Reacting flow is made up of powerful features that allow you to build a custom solution. Read more about these features below.
Reduce computational expense by approximating combustion chemistry using a 0D/1D laminar flamelet. Utilize accurate flamelet generated manifold through inclusion of heat loss effects on species composition, accurate combustion table generation and accurate flame location by combining with propagation models.
Multiphase & Surface Reactions
Tight coupling between reacting flow models and flow, heat transfer, radiation and multiphase models ensures engineers are always simulating accurate physics. Multiphase reactions work with eulerian multiphase and VOF models for bubble columns, metallurgy, trickle bed reactors and fluidized beds. Surface reactions extend applicability to CVD, catalytic reactions in aftertreatment and methane formation while particle reactions are used to model coal and biomass combustion.

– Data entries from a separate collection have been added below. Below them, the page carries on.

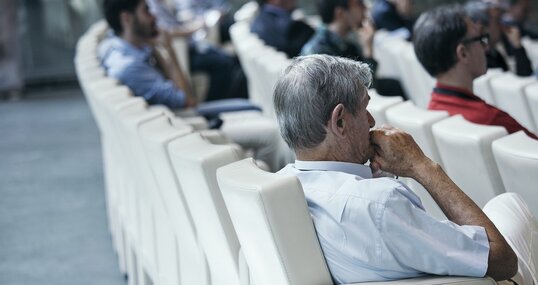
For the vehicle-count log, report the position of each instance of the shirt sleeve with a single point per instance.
(148, 82)
(419, 241)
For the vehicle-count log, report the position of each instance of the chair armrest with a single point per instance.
(435, 280)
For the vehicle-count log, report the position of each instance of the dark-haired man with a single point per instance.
(452, 47)
(376, 229)
(275, 26)
(340, 19)
(130, 56)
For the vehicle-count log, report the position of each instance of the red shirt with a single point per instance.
(461, 101)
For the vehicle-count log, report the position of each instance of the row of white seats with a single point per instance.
(167, 216)
(518, 96)
(501, 162)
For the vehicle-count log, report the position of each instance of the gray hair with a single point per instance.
(310, 88)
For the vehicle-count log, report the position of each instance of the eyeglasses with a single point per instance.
(483, 39)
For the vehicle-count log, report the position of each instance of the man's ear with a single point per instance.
(462, 54)
(125, 18)
(338, 12)
(336, 122)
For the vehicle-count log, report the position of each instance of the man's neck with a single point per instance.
(338, 29)
(133, 40)
(456, 78)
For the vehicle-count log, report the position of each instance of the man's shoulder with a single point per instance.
(118, 60)
(349, 186)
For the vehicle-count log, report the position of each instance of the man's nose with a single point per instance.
(371, 120)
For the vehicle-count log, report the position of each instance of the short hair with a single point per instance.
(326, 8)
(436, 35)
(112, 10)
(478, 11)
(310, 88)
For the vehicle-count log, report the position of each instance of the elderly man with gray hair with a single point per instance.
(375, 229)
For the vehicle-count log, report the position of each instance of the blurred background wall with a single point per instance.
(37, 37)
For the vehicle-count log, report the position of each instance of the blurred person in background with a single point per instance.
(452, 48)
(394, 16)
(186, 18)
(504, 38)
(131, 56)
(275, 26)
(340, 19)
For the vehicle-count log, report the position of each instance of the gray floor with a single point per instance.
(53, 227)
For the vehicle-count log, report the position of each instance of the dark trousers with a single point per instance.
(225, 74)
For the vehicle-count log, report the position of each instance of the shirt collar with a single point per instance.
(276, 10)
(347, 167)
(459, 90)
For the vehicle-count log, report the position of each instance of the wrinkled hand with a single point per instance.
(396, 152)
(514, 36)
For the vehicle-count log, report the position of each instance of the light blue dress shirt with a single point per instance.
(376, 229)
(135, 68)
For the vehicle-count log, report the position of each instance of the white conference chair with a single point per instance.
(531, 46)
(195, 162)
(465, 150)
(180, 259)
(517, 158)
(482, 85)
(128, 123)
(379, 104)
(276, 232)
(423, 82)
(418, 123)
(192, 269)
(531, 92)
(509, 96)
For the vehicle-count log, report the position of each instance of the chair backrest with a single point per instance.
(273, 225)
(423, 82)
(465, 149)
(379, 104)
(195, 162)
(531, 92)
(482, 85)
(179, 254)
(509, 95)
(156, 137)
(417, 122)
(517, 158)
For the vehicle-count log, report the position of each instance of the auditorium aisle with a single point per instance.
(53, 227)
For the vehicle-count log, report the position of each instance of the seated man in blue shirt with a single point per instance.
(342, 18)
(276, 28)
(131, 57)
(375, 229)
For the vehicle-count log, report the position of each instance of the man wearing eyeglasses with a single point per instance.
(452, 48)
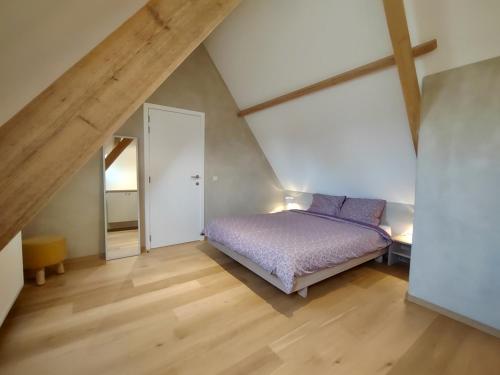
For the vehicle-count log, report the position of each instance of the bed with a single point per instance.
(295, 249)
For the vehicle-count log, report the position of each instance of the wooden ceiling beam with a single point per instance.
(116, 152)
(358, 72)
(401, 44)
(53, 136)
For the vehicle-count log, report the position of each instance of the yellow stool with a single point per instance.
(43, 251)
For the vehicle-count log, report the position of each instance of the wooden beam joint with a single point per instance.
(358, 72)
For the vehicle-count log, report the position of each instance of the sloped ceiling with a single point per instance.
(351, 139)
(40, 40)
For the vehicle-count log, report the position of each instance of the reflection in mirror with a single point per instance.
(121, 198)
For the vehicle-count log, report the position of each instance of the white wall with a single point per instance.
(351, 139)
(467, 31)
(11, 275)
(122, 206)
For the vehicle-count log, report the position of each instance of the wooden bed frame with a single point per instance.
(301, 282)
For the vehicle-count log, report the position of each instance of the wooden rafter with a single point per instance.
(401, 44)
(116, 152)
(360, 71)
(57, 133)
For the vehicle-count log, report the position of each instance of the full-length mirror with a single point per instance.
(121, 197)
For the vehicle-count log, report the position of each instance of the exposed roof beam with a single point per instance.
(57, 133)
(116, 152)
(360, 71)
(400, 38)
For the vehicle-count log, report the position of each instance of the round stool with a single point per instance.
(43, 251)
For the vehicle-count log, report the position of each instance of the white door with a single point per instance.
(175, 162)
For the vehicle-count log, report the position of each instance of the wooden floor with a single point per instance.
(189, 309)
(123, 243)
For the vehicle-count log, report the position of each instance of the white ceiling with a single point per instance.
(351, 139)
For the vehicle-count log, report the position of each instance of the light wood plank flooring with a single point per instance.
(189, 309)
(123, 243)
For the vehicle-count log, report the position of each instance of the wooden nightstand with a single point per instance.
(400, 249)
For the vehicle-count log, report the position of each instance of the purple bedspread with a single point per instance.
(294, 243)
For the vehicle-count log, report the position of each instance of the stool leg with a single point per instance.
(60, 268)
(40, 276)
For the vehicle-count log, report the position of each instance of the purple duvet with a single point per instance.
(295, 243)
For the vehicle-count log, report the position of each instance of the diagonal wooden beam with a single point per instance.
(401, 44)
(57, 133)
(374, 66)
(116, 152)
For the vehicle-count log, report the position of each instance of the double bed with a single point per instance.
(295, 249)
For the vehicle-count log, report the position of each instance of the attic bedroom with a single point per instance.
(254, 186)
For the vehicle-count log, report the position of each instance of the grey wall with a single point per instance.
(246, 182)
(456, 243)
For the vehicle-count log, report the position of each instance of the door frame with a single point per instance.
(147, 197)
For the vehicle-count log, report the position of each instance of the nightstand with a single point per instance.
(400, 249)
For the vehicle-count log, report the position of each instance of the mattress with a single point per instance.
(294, 243)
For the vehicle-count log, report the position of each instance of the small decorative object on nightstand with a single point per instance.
(400, 249)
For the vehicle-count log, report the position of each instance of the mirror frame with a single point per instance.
(139, 231)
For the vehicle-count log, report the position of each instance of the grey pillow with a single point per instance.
(365, 210)
(326, 204)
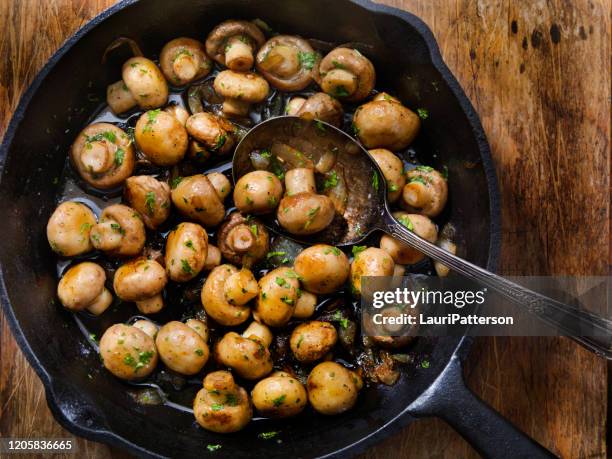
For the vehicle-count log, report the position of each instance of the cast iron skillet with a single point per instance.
(56, 107)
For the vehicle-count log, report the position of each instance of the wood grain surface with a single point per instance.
(538, 73)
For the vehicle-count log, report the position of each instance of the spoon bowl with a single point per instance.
(311, 143)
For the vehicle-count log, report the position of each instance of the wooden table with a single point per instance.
(538, 73)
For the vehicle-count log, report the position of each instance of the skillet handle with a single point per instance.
(487, 431)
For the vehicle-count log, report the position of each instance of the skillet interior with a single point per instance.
(38, 140)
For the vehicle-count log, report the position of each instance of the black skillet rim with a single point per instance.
(462, 350)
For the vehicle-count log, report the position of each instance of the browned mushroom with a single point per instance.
(346, 74)
(286, 61)
(234, 43)
(184, 60)
(243, 241)
(103, 155)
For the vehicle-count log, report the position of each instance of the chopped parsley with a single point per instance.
(150, 202)
(307, 60)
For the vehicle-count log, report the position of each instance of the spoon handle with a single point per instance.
(552, 312)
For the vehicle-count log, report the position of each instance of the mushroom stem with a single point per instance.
(235, 107)
(240, 239)
(300, 180)
(238, 54)
(151, 305)
(185, 67)
(416, 194)
(337, 79)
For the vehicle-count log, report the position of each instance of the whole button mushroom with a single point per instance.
(128, 352)
(243, 241)
(142, 85)
(322, 268)
(302, 211)
(184, 60)
(69, 227)
(186, 251)
(402, 253)
(346, 74)
(332, 389)
(221, 405)
(239, 91)
(161, 137)
(370, 262)
(216, 303)
(310, 341)
(103, 155)
(248, 357)
(278, 295)
(385, 124)
(426, 191)
(258, 192)
(213, 132)
(393, 169)
(319, 106)
(280, 395)
(196, 198)
(82, 287)
(141, 281)
(234, 43)
(181, 348)
(286, 61)
(150, 197)
(120, 232)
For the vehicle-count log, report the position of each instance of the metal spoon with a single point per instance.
(367, 211)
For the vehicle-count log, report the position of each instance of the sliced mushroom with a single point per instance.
(243, 241)
(103, 155)
(120, 232)
(234, 43)
(385, 124)
(239, 91)
(425, 192)
(346, 74)
(322, 107)
(141, 281)
(184, 60)
(161, 137)
(142, 84)
(286, 61)
(150, 197)
(212, 132)
(196, 198)
(82, 287)
(393, 170)
(69, 227)
(186, 251)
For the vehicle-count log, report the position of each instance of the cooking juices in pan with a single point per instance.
(374, 363)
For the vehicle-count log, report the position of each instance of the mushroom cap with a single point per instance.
(321, 106)
(103, 155)
(146, 82)
(131, 230)
(243, 242)
(161, 137)
(246, 87)
(287, 61)
(139, 279)
(150, 197)
(217, 39)
(69, 227)
(81, 285)
(347, 74)
(184, 60)
(386, 124)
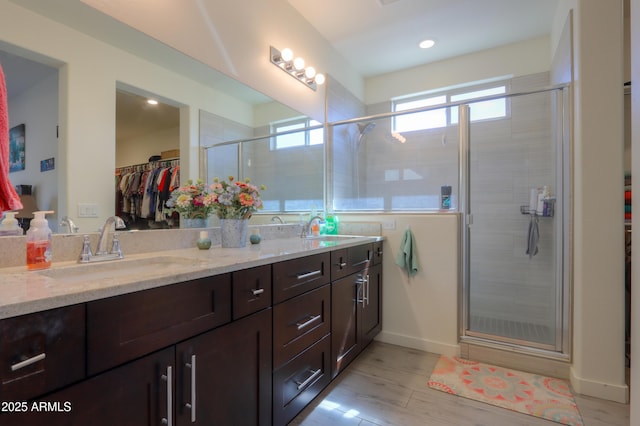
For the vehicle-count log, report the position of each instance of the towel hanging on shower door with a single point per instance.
(533, 236)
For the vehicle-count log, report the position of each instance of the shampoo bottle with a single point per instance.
(9, 225)
(39, 242)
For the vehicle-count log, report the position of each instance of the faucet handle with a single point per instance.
(86, 254)
(115, 248)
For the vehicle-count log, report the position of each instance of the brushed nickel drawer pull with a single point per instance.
(192, 405)
(309, 274)
(311, 320)
(168, 378)
(311, 378)
(27, 362)
(361, 262)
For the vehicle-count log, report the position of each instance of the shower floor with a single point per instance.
(513, 329)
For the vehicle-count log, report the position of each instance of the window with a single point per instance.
(296, 138)
(439, 118)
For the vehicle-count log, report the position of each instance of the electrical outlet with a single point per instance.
(87, 210)
(389, 224)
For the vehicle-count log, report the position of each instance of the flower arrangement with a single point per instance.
(191, 201)
(235, 199)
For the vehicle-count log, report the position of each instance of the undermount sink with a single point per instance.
(117, 268)
(333, 237)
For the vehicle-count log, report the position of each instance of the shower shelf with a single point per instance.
(548, 212)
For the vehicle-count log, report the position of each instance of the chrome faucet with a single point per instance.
(101, 253)
(66, 221)
(306, 228)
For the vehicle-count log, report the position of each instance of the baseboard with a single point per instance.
(608, 391)
(420, 344)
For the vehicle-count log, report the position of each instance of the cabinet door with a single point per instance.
(345, 320)
(138, 393)
(371, 306)
(41, 352)
(224, 376)
(122, 328)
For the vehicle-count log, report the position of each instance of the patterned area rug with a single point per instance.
(538, 396)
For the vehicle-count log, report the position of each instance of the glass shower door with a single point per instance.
(513, 223)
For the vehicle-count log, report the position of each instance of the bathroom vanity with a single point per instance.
(228, 336)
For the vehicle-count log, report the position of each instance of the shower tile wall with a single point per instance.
(509, 157)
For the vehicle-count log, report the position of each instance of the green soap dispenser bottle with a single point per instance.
(331, 224)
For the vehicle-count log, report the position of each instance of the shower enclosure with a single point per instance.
(514, 281)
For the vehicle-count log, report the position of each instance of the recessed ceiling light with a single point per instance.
(426, 44)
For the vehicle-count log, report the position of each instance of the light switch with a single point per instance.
(87, 210)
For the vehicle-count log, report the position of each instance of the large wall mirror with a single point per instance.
(147, 136)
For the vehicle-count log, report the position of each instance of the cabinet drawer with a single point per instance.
(125, 327)
(299, 381)
(300, 322)
(377, 252)
(294, 277)
(350, 260)
(251, 290)
(40, 352)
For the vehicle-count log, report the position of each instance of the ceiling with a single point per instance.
(381, 36)
(376, 37)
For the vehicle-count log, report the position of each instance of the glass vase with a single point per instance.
(233, 232)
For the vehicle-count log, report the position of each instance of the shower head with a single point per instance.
(365, 128)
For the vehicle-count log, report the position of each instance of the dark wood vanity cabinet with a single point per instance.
(301, 328)
(356, 310)
(250, 347)
(41, 352)
(224, 376)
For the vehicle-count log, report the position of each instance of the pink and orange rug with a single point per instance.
(532, 394)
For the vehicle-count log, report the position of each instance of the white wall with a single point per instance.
(635, 141)
(37, 109)
(598, 250)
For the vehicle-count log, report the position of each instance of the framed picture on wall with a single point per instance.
(16, 148)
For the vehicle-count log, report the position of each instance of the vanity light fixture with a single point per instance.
(295, 67)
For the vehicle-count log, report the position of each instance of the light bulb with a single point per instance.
(310, 72)
(286, 54)
(298, 63)
(426, 44)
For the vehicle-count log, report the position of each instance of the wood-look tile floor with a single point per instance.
(387, 385)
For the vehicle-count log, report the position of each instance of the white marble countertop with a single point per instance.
(67, 283)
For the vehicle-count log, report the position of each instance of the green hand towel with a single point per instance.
(407, 257)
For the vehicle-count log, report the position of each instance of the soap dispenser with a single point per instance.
(9, 225)
(39, 242)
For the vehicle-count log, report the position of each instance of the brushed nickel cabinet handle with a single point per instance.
(192, 405)
(309, 379)
(309, 274)
(27, 362)
(169, 379)
(311, 320)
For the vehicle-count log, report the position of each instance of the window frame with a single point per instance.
(448, 94)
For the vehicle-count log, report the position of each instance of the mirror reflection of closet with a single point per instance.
(147, 139)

Reacting Species Transport Models
Choose from a generalized approach applicable to gas phase combustion and liquid-liquid reactions with chemistry modeled in 3D CFD with all species transported and reactions calculated online. These four models – complex chemistry, eddy break-up, eddy contact micro-mixing and polymerization – are applicable for multi-stream combustion and calculation of slowly forming pollutants, ignition and extinction.
Reaction & Combustion Models
Simcenter offers a wide range of industry-relevant models for Reynolds Averaged Navier-Stokes (RANS) and Large Eddy Simulation (LES) scenarios for modeling reaction and combustion. Use the appropriate model for accurate species prediction through complex chemistry, accurate and fast flame location prediction and higher-order methods for LES combustion.
Simcenter offers specialized models to accurately simulate emissions like NOx, soot, CO and HC, ignition and re-light in gas turbines, furnaces, burners, and steady-state combustion and also reacting channel models for process heaters, cracking furnaces and steam reformers.